Research scientist Jerry Chow performs a quantum computing experiment at IBM's Thomas J. Watson Research Center in Yorktown Heights, N.Y. Jon Simon/IBM


Excerpt from computerworld.com
By Sharon Gaudin

IBM scientists say they have made two critical advances in an industrywide effort to build a practical quantum computer, shaving years off the time expected to have a working system.

"This is critical," said Jay Gambetta, IBM's manager of theory of quantum computing. "The field has got a lot more competitive. You could say the [quantum computing] race is just starting to begin… This is a small step on the journey but it's an important one."

Gambetta told Computerworld that IBM's scientists have created a square quantum bit circuit design, which could be scaled to much larger dimensions. This new two-dimensional design also helped the researchers figure out a way to detect and measure errors.
Quantum computing is a fragile process and can be easily thrown off by vibrations, light and temperature variations. Computer scientists doubt they'll ever get the error rate down to that in a classical computer.


Because of the complexity and sensitivity of quantum computing, scientists need to be able to detect errors, figure out where and why they're happening and prevent them from recurring.

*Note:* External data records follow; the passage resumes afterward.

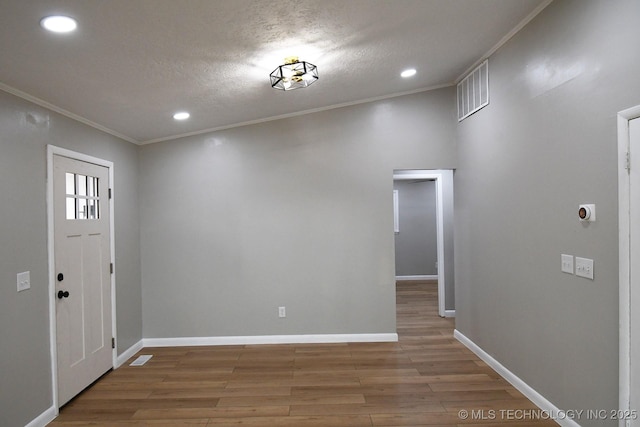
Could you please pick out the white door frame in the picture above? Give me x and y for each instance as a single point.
(624, 117)
(437, 176)
(51, 151)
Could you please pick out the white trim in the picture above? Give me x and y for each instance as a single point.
(396, 212)
(269, 339)
(45, 418)
(51, 151)
(514, 380)
(515, 30)
(438, 176)
(624, 251)
(20, 94)
(128, 353)
(418, 277)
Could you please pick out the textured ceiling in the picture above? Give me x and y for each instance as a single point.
(132, 63)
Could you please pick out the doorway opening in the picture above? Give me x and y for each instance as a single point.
(423, 227)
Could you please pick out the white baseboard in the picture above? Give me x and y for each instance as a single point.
(45, 418)
(554, 412)
(269, 339)
(419, 277)
(121, 359)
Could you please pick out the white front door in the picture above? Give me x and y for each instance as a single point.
(634, 303)
(82, 274)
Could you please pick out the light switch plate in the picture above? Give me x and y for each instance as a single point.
(566, 263)
(584, 267)
(24, 281)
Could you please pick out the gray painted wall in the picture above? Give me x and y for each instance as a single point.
(294, 213)
(417, 242)
(26, 129)
(546, 143)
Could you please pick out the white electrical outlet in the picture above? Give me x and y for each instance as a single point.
(24, 281)
(566, 263)
(584, 267)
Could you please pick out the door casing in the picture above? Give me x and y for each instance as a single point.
(624, 240)
(437, 176)
(51, 151)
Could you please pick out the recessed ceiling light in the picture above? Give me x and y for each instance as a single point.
(182, 115)
(408, 73)
(59, 24)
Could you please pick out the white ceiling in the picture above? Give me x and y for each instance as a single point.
(132, 63)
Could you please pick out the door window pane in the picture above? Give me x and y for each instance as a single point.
(82, 199)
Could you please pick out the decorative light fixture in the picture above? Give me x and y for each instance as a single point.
(293, 74)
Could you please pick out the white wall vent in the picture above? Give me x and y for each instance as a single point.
(473, 91)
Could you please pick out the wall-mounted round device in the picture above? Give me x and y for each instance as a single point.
(587, 212)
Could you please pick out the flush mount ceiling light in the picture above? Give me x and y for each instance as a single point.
(181, 115)
(408, 73)
(59, 24)
(293, 74)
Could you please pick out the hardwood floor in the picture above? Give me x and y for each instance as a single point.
(427, 378)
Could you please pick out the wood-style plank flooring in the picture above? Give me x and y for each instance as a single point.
(427, 378)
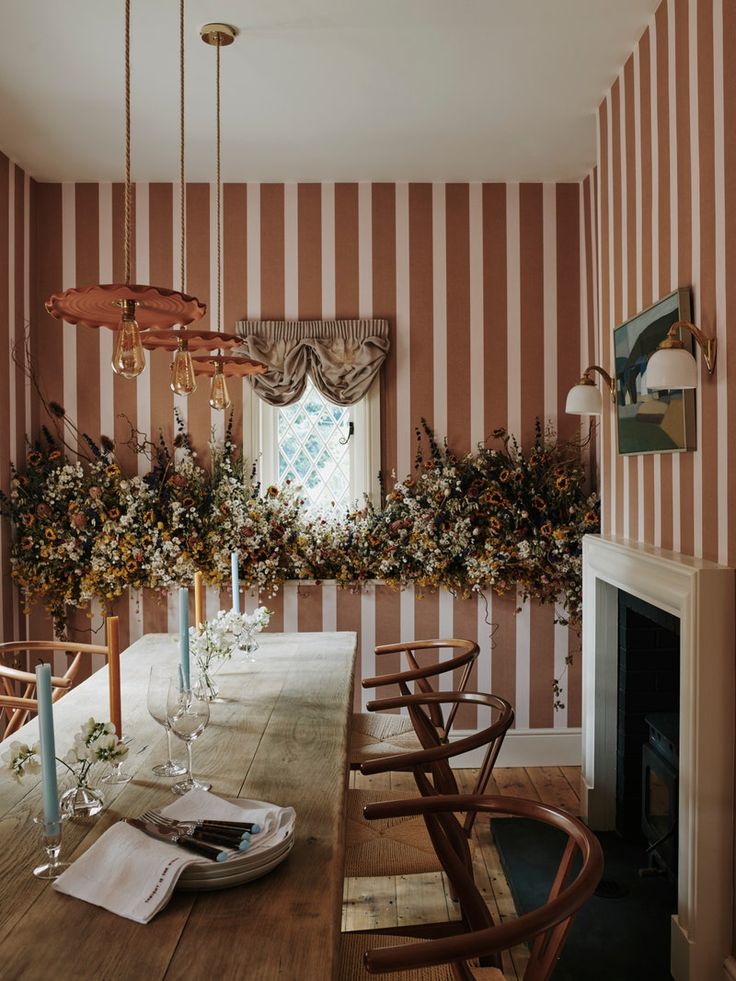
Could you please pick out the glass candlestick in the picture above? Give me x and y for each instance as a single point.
(51, 838)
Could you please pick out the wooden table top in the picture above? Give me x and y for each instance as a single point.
(281, 736)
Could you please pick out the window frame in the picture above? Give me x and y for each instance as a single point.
(260, 427)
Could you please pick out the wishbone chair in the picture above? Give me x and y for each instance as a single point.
(455, 956)
(374, 735)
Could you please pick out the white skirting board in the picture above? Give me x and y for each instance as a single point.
(529, 747)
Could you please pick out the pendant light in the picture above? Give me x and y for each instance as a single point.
(220, 365)
(182, 342)
(127, 308)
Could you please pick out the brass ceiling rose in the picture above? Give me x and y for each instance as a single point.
(218, 34)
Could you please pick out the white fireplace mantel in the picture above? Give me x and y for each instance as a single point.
(702, 595)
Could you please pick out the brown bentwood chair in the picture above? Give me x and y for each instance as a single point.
(401, 845)
(375, 735)
(455, 957)
(18, 688)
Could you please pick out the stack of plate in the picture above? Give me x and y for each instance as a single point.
(242, 867)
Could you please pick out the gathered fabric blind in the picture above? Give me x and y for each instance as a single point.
(341, 356)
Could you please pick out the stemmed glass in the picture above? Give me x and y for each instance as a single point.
(117, 772)
(188, 712)
(158, 693)
(51, 837)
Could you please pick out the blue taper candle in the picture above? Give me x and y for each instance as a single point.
(50, 790)
(236, 581)
(184, 634)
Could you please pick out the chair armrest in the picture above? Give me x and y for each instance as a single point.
(15, 702)
(14, 674)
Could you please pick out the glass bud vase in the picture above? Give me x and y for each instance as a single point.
(207, 676)
(81, 801)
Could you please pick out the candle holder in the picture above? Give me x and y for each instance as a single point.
(51, 839)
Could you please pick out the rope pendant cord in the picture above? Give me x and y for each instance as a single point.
(219, 198)
(182, 185)
(128, 208)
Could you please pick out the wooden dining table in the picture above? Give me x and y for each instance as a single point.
(279, 735)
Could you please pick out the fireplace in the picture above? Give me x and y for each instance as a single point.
(701, 596)
(648, 682)
(660, 790)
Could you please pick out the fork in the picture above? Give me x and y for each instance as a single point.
(222, 836)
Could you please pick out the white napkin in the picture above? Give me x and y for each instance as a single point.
(133, 875)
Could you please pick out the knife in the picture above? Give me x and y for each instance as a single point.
(183, 841)
(246, 827)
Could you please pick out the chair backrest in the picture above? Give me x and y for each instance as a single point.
(578, 873)
(18, 687)
(418, 677)
(431, 765)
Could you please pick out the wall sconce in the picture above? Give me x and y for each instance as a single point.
(584, 399)
(673, 366)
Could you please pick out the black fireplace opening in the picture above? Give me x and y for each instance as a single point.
(647, 751)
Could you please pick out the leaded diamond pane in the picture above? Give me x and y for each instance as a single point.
(310, 453)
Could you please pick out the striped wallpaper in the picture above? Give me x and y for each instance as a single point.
(485, 285)
(15, 392)
(667, 214)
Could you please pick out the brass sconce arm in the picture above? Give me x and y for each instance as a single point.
(586, 379)
(706, 344)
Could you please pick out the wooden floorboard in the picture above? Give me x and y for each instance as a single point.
(388, 902)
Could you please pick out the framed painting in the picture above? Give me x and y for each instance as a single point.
(651, 422)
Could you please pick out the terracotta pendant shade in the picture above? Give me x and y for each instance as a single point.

IBM says its advancement takes the first step in that process.
"It tells us what errors are happening," Gambetta said. "As you make the square [circuit design] bigger, you'll get more information so you can see where the error was and you can correct for it. We're showing now that we have the ability to detect, and we're working toward the next step, which would allow you to see where and why the problem is happening so you can stop it from happening."

Quantum computing is widely thought to be the next great step in the field of computing, potentially surpassing classical supercomputers in large-scale, complex calculations. 

Quantum computing would be used to cull big data, searching for patterns. It's hoped that these computers will take on questions that would lead to finding cures for cancer or discovering distant planets – jobs that might take today's supercomputers hundreds of years to calculate.

IBM's announcement is significant in the worlds of both computing and physics, where quantum theory first found a foothold.

Quantum computing, still a rather mysterious technology, combines both computing and quantum mechanics, which is one of the most complex, and baffling, areas of physics. This branch of physics evolved out of an effort to explain things that traditional physics is unable to.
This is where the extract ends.